The E. coli NikR sequence (FASTA sequence from PDB ID 1Q5V) was used as the input for the NCBI BLASTP server (http://www.ncbi.nlm.nih.gov/blast/)⁸⁰. The search was performed against the non-redundant database with default parameters except that sequences with an E-value less than 1.0 were retained. A multiple sequence alignment (MSA) was constructed using CLUSTALW 1.81⁸¹ with the BLOSUM substitution matrix series and otherwise all default parameters.

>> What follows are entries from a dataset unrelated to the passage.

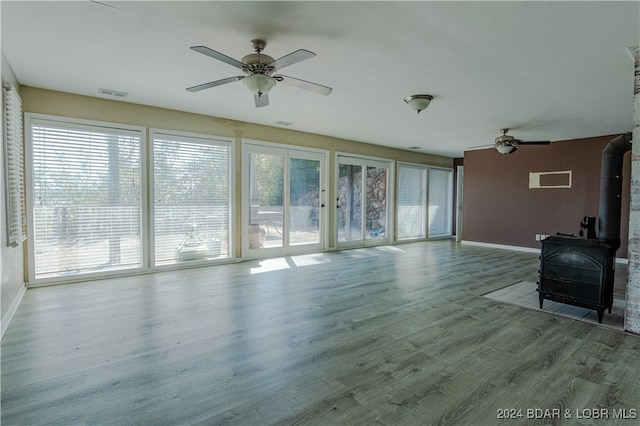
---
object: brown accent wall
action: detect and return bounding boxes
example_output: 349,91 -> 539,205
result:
462,135 -> 631,258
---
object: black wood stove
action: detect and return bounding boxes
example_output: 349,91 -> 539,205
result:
538,133 -> 631,322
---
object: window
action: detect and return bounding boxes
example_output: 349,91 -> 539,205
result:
2,87 -> 27,247
429,167 -> 453,237
153,132 -> 231,265
28,116 -> 144,279
398,164 -> 427,240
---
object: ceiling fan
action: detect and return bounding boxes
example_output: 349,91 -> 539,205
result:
187,39 -> 333,108
494,128 -> 551,154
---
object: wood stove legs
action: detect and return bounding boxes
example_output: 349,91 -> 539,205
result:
538,291 -> 613,324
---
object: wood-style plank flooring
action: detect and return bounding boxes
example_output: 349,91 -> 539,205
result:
1,241 -> 640,426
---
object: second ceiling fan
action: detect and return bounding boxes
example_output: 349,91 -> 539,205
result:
495,128 -> 551,154
187,39 -> 333,108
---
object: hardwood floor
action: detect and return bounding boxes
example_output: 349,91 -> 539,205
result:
1,241 -> 640,426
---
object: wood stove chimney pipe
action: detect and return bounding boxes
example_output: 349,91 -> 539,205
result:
598,132 -> 631,254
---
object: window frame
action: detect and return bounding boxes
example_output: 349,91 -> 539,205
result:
146,128 -> 236,270
2,86 -> 27,247
25,113 -> 149,286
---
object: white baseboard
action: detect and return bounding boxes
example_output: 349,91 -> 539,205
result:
460,240 -> 540,254
1,284 -> 27,337
460,240 -> 629,264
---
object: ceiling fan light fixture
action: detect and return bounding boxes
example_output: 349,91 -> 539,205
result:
496,144 -> 514,154
404,95 -> 433,114
242,74 -> 276,96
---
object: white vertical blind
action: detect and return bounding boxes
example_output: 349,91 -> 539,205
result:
153,133 -> 231,265
2,87 -> 27,247
31,119 -> 143,279
429,167 -> 453,237
398,164 -> 427,240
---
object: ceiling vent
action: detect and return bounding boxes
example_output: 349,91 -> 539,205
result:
98,88 -> 129,98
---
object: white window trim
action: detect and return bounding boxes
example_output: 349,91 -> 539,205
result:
2,86 -> 27,247
394,161 -> 431,243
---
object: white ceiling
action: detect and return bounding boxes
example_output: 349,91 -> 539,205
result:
1,0 -> 640,157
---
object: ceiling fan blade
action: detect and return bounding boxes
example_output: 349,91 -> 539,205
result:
518,141 -> 551,145
269,49 -> 316,70
274,74 -> 333,96
253,93 -> 269,108
187,75 -> 244,92
191,46 -> 246,69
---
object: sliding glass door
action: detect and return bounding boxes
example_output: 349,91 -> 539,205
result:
243,143 -> 326,258
336,155 -> 392,247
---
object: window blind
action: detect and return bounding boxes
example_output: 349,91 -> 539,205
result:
2,87 -> 27,247
429,167 -> 453,236
31,119 -> 142,278
398,164 -> 427,239
153,133 -> 231,265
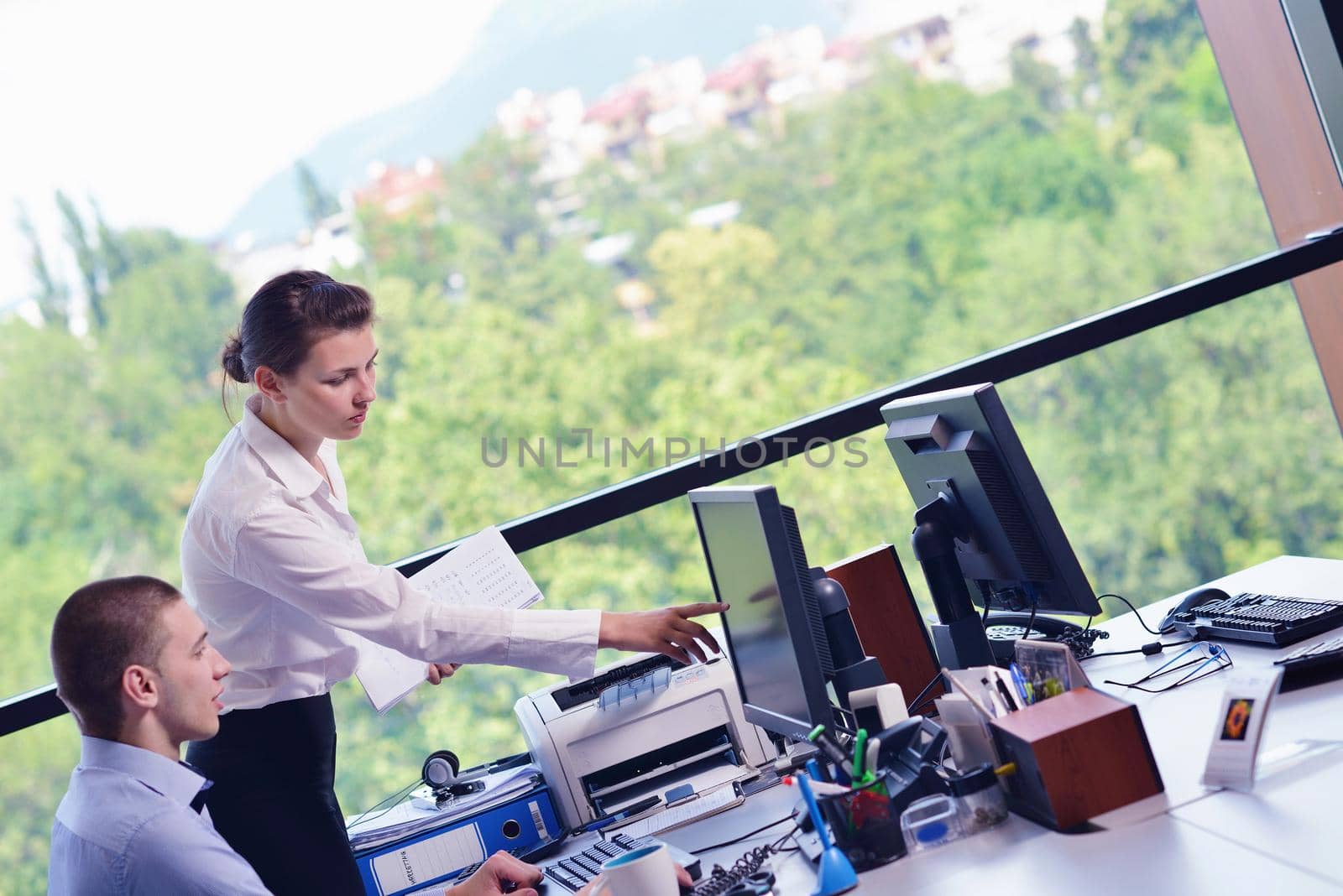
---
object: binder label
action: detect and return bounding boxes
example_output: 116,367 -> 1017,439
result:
371,820 -> 486,893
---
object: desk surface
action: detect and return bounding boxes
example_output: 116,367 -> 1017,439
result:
663,557 -> 1343,896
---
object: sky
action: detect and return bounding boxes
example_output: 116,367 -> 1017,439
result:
0,0 -> 499,309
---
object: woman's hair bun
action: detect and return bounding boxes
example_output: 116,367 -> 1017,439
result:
220,336 -> 247,383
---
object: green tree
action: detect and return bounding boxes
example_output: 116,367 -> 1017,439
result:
294,159 -> 340,227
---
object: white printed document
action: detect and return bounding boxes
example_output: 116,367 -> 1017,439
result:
354,526 -> 541,715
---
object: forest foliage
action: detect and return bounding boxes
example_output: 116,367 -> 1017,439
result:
0,0 -> 1343,892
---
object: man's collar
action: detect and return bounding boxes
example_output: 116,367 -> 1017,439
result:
79,735 -> 208,806
242,392 -> 325,497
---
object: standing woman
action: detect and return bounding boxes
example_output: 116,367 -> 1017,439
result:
181,271 -> 725,896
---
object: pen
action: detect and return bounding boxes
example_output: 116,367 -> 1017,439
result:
1007,663 -> 1032,706
853,728 -> 871,784
807,724 -> 853,778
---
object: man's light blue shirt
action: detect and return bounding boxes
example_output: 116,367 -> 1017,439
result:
47,737 -> 270,896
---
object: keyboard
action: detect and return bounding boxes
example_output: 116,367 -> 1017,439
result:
1273,637 -> 1343,690
1173,593 -> 1343,647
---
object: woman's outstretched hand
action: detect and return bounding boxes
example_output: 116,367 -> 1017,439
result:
425,663 -> 462,684
596,603 -> 728,663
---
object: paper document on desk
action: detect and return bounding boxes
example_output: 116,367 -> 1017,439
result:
613,784 -> 745,838
354,526 -> 541,715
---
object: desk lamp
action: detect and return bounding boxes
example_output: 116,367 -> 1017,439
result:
797,774 -> 858,896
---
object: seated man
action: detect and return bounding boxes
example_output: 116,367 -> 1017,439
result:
47,576 -> 541,896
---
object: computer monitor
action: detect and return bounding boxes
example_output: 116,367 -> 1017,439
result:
689,486 -> 834,739
689,486 -> 885,739
881,383 -> 1100,668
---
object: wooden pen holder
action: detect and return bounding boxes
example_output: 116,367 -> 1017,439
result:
989,688 -> 1166,831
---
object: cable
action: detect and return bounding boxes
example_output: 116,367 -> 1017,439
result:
1086,594 -> 1162,635
689,815 -> 792,856
1081,637 -> 1198,660
905,669 -> 942,715
1011,602 -> 1036,661
694,827 -> 797,896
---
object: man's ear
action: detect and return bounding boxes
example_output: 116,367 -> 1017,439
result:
121,664 -> 163,710
253,365 -> 285,404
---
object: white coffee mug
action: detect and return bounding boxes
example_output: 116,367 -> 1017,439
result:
593,844 -> 681,896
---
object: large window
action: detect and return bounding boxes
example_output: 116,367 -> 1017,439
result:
0,0 -> 1343,885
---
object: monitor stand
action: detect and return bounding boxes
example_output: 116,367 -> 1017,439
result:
911,493 -> 998,669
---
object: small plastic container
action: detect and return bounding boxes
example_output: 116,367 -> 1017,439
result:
900,794 -> 964,853
947,762 -> 1007,837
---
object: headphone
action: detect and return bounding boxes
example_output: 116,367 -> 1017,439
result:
421,750 -> 462,793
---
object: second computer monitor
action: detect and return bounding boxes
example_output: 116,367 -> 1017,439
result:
690,486 -> 834,739
881,383 -> 1100,623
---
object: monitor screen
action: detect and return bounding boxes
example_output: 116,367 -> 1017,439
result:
690,486 -> 833,737
881,383 -> 1100,621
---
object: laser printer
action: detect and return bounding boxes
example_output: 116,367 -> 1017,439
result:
513,654 -> 777,827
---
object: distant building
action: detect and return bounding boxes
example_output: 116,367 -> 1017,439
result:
844,0 -> 1105,90
354,159 -> 446,219
215,209 -> 364,296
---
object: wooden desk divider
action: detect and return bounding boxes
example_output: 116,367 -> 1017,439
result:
826,544 -> 943,701
989,688 -> 1166,831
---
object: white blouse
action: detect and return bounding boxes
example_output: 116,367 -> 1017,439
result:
181,394 -> 600,710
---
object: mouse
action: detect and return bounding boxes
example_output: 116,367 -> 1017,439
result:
1157,587 -> 1231,633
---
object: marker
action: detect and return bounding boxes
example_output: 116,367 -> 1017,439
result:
853,728 -> 868,784
807,724 -> 853,778
1007,663 -> 1032,706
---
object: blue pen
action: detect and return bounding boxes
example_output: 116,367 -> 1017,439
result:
1007,663 -> 1034,706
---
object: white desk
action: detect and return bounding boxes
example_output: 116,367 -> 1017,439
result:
663,557 -> 1343,896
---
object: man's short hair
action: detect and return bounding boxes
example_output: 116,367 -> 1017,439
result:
51,576 -> 181,741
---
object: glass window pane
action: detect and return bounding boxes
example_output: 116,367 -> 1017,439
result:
0,715 -> 79,893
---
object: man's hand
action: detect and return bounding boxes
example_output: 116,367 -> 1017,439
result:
574,865 -> 694,896
596,603 -> 728,663
443,852 -> 541,896
425,663 -> 462,684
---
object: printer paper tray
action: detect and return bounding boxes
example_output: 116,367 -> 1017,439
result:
588,743 -> 737,800
593,757 -> 759,814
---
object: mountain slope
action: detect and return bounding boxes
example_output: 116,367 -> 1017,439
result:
223,0 -> 838,242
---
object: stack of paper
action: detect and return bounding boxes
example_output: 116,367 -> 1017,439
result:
354,526 -> 541,715
345,764 -> 541,849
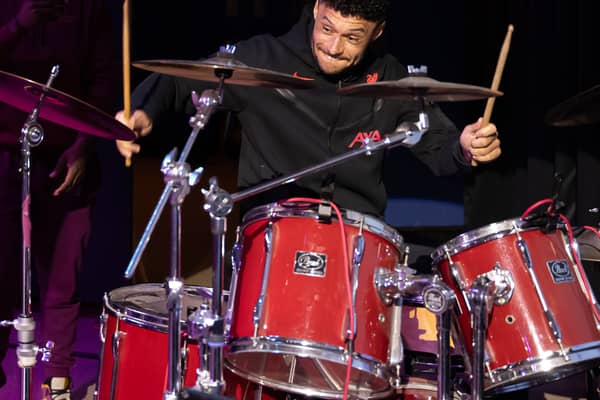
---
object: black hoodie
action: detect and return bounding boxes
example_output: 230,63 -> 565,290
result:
133,9 -> 468,216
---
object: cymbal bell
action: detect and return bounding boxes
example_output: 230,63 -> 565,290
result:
338,76 -> 502,101
133,56 -> 315,89
0,71 -> 135,140
544,85 -> 600,127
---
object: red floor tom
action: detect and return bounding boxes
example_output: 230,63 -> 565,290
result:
432,219 -> 600,393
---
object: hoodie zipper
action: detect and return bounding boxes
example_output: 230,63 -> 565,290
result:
327,81 -> 342,155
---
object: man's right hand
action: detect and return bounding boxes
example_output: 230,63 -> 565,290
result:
15,0 -> 66,29
115,110 -> 152,158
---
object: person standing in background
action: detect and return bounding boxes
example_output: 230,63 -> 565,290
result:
0,0 -> 118,400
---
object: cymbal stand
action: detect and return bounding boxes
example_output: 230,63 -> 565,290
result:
125,83 -> 226,400
375,266 -> 455,400
188,177 -> 233,395
0,65 -> 60,400
466,263 -> 515,400
183,116 -> 428,394
232,118 -> 429,203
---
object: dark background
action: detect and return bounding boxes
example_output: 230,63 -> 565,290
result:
84,0 -> 600,301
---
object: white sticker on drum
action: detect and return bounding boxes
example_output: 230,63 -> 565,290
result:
294,251 -> 327,277
546,260 -> 573,283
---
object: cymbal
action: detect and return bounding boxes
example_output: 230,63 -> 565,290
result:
338,76 -> 502,101
0,71 -> 135,140
544,85 -> 600,127
577,229 -> 600,262
133,56 -> 315,89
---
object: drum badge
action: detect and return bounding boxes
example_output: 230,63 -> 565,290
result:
546,260 -> 573,283
294,251 -> 327,277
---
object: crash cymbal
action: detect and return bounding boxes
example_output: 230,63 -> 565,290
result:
0,71 -> 135,140
544,85 -> 600,127
577,230 -> 600,262
338,76 -> 502,101
133,56 -> 315,89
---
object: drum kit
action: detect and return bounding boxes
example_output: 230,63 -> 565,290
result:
0,44 -> 600,400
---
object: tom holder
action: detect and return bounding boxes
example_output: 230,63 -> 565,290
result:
375,265 -> 455,400
188,117 -> 428,394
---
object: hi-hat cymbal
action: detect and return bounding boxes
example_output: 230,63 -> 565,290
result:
544,85 -> 600,127
338,76 -> 502,101
0,71 -> 135,140
577,230 -> 600,262
133,56 -> 315,89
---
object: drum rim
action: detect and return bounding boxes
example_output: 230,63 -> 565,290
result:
431,218 -> 538,264
241,202 -> 404,250
484,340 -> 600,394
225,336 -> 393,399
104,283 -> 214,333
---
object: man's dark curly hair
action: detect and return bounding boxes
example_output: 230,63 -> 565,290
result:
316,0 -> 390,22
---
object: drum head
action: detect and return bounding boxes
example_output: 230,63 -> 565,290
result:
431,218 -> 535,264
104,283 -> 212,332
242,203 -> 404,250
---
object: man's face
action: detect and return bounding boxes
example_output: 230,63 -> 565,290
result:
312,1 -> 385,75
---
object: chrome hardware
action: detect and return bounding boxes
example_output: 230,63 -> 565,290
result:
485,262 -> 515,306
423,275 -> 454,315
38,340 -> 54,362
252,221 -> 273,336
373,266 -> 432,305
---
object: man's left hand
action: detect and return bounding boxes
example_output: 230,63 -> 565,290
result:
50,140 -> 89,196
460,118 -> 502,163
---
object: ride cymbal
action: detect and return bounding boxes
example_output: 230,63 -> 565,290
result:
0,71 -> 135,140
133,56 -> 315,89
338,76 -> 502,101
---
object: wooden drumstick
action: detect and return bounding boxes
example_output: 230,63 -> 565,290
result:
471,24 -> 515,167
123,0 -> 131,167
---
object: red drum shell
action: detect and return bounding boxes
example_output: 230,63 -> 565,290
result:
226,204 -> 402,398
432,219 -> 600,392
97,283 -> 210,400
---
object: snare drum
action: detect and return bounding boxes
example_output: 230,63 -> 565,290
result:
97,283 -> 206,400
226,203 -> 402,398
432,219 -> 600,393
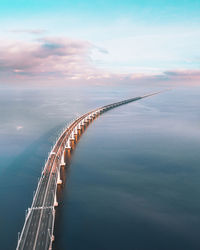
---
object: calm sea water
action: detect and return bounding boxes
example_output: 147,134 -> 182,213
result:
0,85 -> 200,250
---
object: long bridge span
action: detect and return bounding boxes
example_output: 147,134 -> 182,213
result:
16,92 -> 160,250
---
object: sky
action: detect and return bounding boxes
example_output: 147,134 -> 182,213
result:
0,0 -> 200,83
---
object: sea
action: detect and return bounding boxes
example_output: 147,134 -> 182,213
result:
0,83 -> 200,250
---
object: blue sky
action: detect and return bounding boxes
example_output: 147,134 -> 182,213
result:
0,0 -> 200,81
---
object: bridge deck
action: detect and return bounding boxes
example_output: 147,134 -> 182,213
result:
17,94 -> 161,250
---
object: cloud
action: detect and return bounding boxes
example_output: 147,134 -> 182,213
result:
0,37 -> 200,84
10,29 -> 47,35
0,38 -> 106,79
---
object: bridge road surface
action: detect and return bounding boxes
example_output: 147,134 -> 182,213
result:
16,92 -> 163,250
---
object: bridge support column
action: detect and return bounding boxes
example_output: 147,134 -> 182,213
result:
65,139 -> 71,150
74,126 -> 78,135
77,122 -> 81,130
54,194 -> 58,207
60,152 -> 65,167
57,168 -> 62,184
70,131 -> 75,141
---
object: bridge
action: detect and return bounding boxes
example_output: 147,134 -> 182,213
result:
16,92 -> 160,250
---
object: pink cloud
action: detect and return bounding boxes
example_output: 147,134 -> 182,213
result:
0,38 -> 105,78
0,38 -> 200,84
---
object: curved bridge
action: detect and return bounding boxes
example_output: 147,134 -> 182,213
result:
17,92 -> 160,250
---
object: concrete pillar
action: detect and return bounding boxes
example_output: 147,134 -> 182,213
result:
65,139 -> 71,150
54,193 -> 58,207
60,152 -> 65,167
74,126 -> 78,135
77,122 -> 81,130
70,130 -> 75,141
57,168 -> 62,184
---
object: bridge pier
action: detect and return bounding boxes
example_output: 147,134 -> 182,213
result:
70,130 -> 75,141
57,168 -> 62,184
74,126 -> 78,135
60,152 -> 65,167
65,139 -> 71,150
54,193 -> 58,207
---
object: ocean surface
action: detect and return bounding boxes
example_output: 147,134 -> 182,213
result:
0,84 -> 200,250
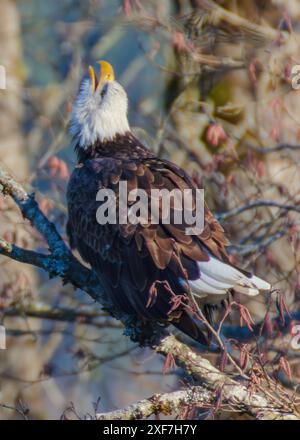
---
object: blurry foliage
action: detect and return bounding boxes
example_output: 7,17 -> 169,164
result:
0,0 -> 300,418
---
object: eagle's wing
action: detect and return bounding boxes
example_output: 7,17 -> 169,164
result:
67,158 -> 269,339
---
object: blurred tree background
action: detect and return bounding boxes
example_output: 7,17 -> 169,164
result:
0,0 -> 300,419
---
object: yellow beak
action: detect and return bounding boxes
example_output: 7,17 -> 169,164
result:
89,61 -> 115,92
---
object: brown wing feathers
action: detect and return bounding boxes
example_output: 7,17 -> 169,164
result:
68,144 -> 231,339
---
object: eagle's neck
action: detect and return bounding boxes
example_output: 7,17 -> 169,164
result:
75,132 -> 153,163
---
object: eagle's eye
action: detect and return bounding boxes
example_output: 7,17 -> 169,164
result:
100,84 -> 108,98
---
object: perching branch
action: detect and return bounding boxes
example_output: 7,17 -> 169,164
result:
96,386 -> 216,420
156,336 -> 300,420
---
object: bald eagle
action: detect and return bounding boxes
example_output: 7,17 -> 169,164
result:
67,61 -> 271,342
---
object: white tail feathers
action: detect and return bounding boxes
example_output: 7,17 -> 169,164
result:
189,256 -> 271,298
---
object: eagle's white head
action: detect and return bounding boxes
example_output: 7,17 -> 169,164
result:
70,61 -> 130,148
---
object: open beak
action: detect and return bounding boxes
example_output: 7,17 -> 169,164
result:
89,61 -> 115,92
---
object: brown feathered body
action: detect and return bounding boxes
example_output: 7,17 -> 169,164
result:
67,133 -> 270,342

This alignment was hand-pruned to remove sequences that were significantly shorter than E. coli NikR or that introduced large gaps into the alignment. The resulting sequences were re-aligned with CLUSTALW. Sequences were removed from this alignment if they did not have the His76, His87, His89, and Cys95 (E. coli NikR numbering) Ni²⁺ binding residues. The remaining sequences were re-aligned as above and the resulting MSA was further pruned such that no pair of sequences was greater than 80% identical, followed by an additional realignment. This process yielded a final MSA containing 82 sequences with an average sequence identity of 30.3%. The final MSA was used as input for the web-based Scorecons program (http://www.ebi.ac.uk/thornton-srv/databases/cgi-bin/valdar/scorecons_server.pl)⁸² to calculate the positional conservation score for each position in the MSA. The valdar01 scoring method was used with the BLOSUM45 substitution matrix. The positional sequence conservation values are reported in parentheses in Table 2 under the “Sequence Conservation” heading. Each position was then assigned a “high” (≥ 0.6), “moderate” (0.45 – 0.59), or “low” (≤0.44) level of sequence conservation.